Principle:Apache Hudi Clustering Commit
| Knowledge Sources | |
|---|---|
| Domains | Data_Lake, Data_Layout_Optimization |
| Last Updated | 2026-02-08 00:00 GMT |
Overview
Collecting all clustering execution results, validating completeness against the original plan, and atomically committing the file replacements to the Hudi timeline.
Description
The clustering commit phase is the final step in the clustering workflow. It acts as a barrier and validator: it must receive successful results from every clustering group in the plan before it can commit the overall operation. This ensures that partial clustering (where some groups succeed and others fail) does not corrupt the table state.
The commit process follows these steps:
- Event collection: Each
ClusteringCommitEventfrom a parallel clustering operator task is buffered in a map keyed by instant time and file IDs. The map structure deduplicates events in case of task retries. - Completeness check: The sink compares the number of received events against the number of input groups in the original
HoodieClusteringPlan. The commit only proceeds when all groups have reported. - Failure handling: If any event indicates failure (null write statuses or error records above threshold), the entire clustering instant is rolled back via
ClusteringUtil.rollbackClustering. - Validation: The
validateWriteResultmethod verifies that at least one new file was produced. This guards against silent data loss. - Metadata construction: A
HoodieCommitMetadatais built withWriteOperationType.CLUSTER, containing write statistics, the partition-to-replaced-file-IDs mapping, and the table schema. - Timeline commit: The metadata is committed as a
REPLACE_COMMITon the Hudi timeline, atomically replacing old file groups with new ones. - Optional cleaning: If inline cleaning is enabled (async cleaning disabled), the commit sink triggers a clean operation to remove obsolete data files.
Usage
This principle applies whenever clustering execution completes, in both streaming and batch modes. The commit sink must run with parallelism 1 to ensure a single coordinator collects all events and makes the atomic commit decision.
The commit sink also inherits cleaning capabilities from CleanFunction, allowing it to perform inline cleaning after a successful clustering commit. This is particularly important for SQL API users where multiple sinks per table are not supported.
Theoretical Basis
The clustering commit implements a two-phase commit protocol adapted for Flink's dataflow model:
FUNCTION commitClustering(instant, events, clusteringPlan):
// Phase 1: Validate completeness
IF events.size() != clusteringPlan.inputGroups.size():
RETURN // not all groups have reported yet
IF any event in events is failed:
ROLLBACK(instant)
RETURN
// Phase 2: Validate results
allStatuses = events.flatMap(e -> e.writeStatuses)

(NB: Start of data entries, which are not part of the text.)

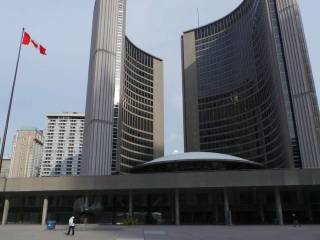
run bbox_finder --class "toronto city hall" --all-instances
[0,0,320,225]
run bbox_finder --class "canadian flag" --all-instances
[22,32,47,55]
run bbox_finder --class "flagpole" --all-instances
[0,28,24,173]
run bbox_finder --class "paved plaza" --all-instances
[0,225,320,240]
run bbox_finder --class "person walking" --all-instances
[66,216,75,235]
[292,213,300,227]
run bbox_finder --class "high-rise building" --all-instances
[182,0,320,168]
[9,129,43,178]
[40,112,84,177]
[0,157,11,178]
[111,104,119,174]
[81,0,163,175]
[119,38,164,173]
[81,0,126,175]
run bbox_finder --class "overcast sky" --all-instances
[0,0,320,156]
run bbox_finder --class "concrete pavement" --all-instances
[0,225,320,240]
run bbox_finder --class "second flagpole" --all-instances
[0,28,24,173]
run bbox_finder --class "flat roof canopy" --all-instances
[0,169,320,194]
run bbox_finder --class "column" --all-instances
[2,199,10,225]
[223,188,232,225]
[174,189,180,225]
[274,187,283,225]
[129,191,133,218]
[41,197,49,225]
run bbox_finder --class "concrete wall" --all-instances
[0,169,320,192]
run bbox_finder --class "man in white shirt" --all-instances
[67,216,75,235]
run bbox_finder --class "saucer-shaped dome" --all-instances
[131,152,263,173]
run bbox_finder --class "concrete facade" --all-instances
[40,112,84,177]
[81,0,126,175]
[9,129,43,178]
[182,0,320,168]
[0,158,11,177]
[118,38,164,172]
[0,169,320,225]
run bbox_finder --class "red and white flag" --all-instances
[22,32,47,55]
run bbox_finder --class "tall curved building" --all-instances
[118,38,164,173]
[81,0,164,175]
[81,0,126,175]
[181,0,320,168]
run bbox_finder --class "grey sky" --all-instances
[0,0,320,155]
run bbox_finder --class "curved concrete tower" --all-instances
[81,0,126,175]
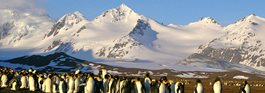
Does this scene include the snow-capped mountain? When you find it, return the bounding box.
[0,9,53,48]
[0,4,265,71]
[188,14,265,70]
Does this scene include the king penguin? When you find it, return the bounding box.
[134,78,143,93]
[1,73,8,88]
[168,80,175,93]
[9,73,20,91]
[59,78,67,93]
[67,75,75,93]
[29,74,36,91]
[43,75,53,93]
[151,79,159,93]
[240,81,251,93]
[74,74,80,93]
[213,77,222,93]
[20,73,28,89]
[194,79,204,93]
[84,76,95,93]
[144,73,151,93]
[175,82,184,93]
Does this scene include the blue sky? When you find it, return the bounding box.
[45,0,265,25]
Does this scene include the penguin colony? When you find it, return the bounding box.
[0,68,250,93]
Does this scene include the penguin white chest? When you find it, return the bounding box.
[159,83,166,93]
[135,81,142,93]
[29,76,35,91]
[196,83,203,93]
[20,76,27,88]
[244,84,250,93]
[213,81,222,93]
[85,78,95,93]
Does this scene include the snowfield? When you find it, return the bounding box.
[0,4,265,73]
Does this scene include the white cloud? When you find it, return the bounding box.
[0,0,46,14]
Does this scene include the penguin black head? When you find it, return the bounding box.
[105,74,110,79]
[136,77,141,81]
[160,76,167,82]
[145,73,150,77]
[214,77,221,82]
[196,79,202,83]
[114,75,119,80]
[98,70,102,76]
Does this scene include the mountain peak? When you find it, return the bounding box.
[59,11,86,21]
[92,4,140,22]
[117,3,132,11]
[200,17,217,23]
[237,14,260,22]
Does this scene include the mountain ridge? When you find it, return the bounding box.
[0,4,265,73]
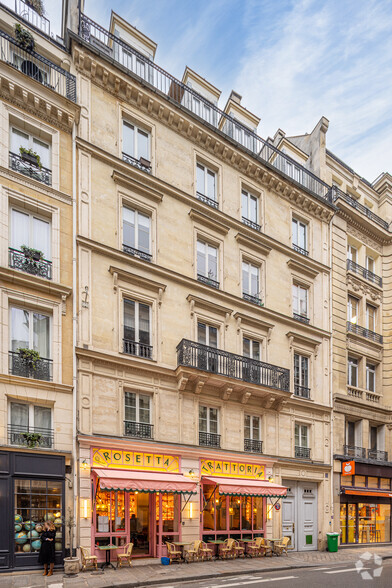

errorRecords = sum(allStatuses.map(s -> s.totalErrorRecords))
IF errorRecords > 0 AND NOT ignoreFailed:
ROLLBACK(instant)
RETURN
IF allStatuses.isEmpty():
THROW ClusteringException("0 WriteStatus produced")
// Phase 3: Build commit metadata
newFileGroups = allStatuses.map(s -> (s.partition, s.fileId))
oldFileGroups = clusteringPlan.getFileGroups()
replacedFileIds = oldFileGroups.filter(fg -> fg NOT IN newFileGroups)
metadata = buildCommitMetadata(
writeStats = allStatuses.map(s -> s.stat),
partitionToReplaceFileIds = replacedFileIds.groupBy(partition),
operationType = CLUSTER
)
// Phase 4: Atomic commit
timeline.commitReplaceCommit(instant, metadata)
// Phase 5: Optional cleanup
IF NOT asyncCleanEnabled:
writeClient.clean()
The partitionToReplaceFileIds mapping is central to the atomicity guarantee. It tells the timeline which old file groups are being replaced by the new files. After the commit, any reader opening the table will see the new files and skip the old ones, without any intermediate state being visible.
The barrier semantics (waiting for all groups) ensure that either all file groups in the plan are replaced or none are. This prevents scenarios where a reader might see some old files and some new files for the same logical data.